За невеселыми думами о напророченной печали Надеихой, а больше о непаханом поле, плугах и семенах Антон и не заметил, как загорелась бумага на губах, занялись болью ногти от огневой табачной золы — цигарка кончилась. Он бросил окурок под сапог и, присев на корточки, сунул в снег пальцы. Отошла ожоговая боль, а с ней и думы о предстоящей трудной весне. Антон поднялся с корточек, обсосал снежные капли с пальцев, поправил шапку, съехавшую набок, и, прежде чем возвратиться в избу, он еще раз глянул в полевую даль, где над снеговым полотнищем дрожал пропаренный солнцем воздух, по-вешнему дышала земля. Но вздрогнул Антон, иначе заморгал глазами, когда вдруг заметил, как из-под козырька Лешего овраги, что под деревней, еще заваленного старым зимним снегом, словно из преисподней, выбрался человек и пошел на него. Председатель нерешительно, с нечаянно подвернувшейся робостью двинулся навстречу. В такую пору свежий человек на деревне — всегда загадка. Не всегда и головы хватает, чтоб разгадать ее сразу.

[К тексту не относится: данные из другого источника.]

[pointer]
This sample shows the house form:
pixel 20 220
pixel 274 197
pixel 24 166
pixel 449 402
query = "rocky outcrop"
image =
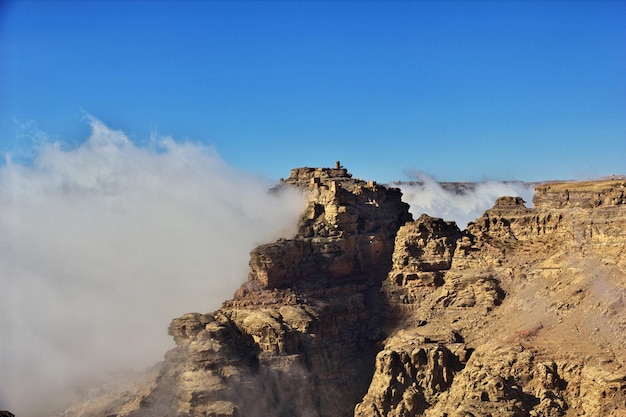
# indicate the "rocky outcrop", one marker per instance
pixel 529 313
pixel 366 312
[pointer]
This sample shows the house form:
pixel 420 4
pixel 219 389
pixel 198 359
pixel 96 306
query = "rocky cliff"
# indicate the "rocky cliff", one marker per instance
pixel 366 312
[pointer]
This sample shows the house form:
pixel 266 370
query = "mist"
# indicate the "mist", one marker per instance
pixel 426 195
pixel 103 243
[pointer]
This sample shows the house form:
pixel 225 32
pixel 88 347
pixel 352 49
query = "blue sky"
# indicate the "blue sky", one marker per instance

— Это Лядово? — не здороваясь, спросил человек, сойдясь с Антоном.
— Да, это наше Лядово, — с вымученной степенностью ответил Шумсков, как отвечал всегда заезжим или забредшим в его деревню незнакомцам.
Перед ним стоял парень лет семнадцати, в стеганом ватнике шинельного покроя, с крупчатым потом на лбу и вязанной шапчонкой на затылке. С деланной серьезностью парень торопливо спросил:
— А где здесь сельсовет?
— Я — сельсовет, а што? — тоже с излишней официальностью отозвался председатель, разглядывая пришельца. Для солидности он шевельнул плечами под шубным кожухом, оправил замызганные полы, как бы подтянувшись, тронул рукой шапку — и тем дал знать, что прежде всего надо здороваться, коль пришел с чужой стороны.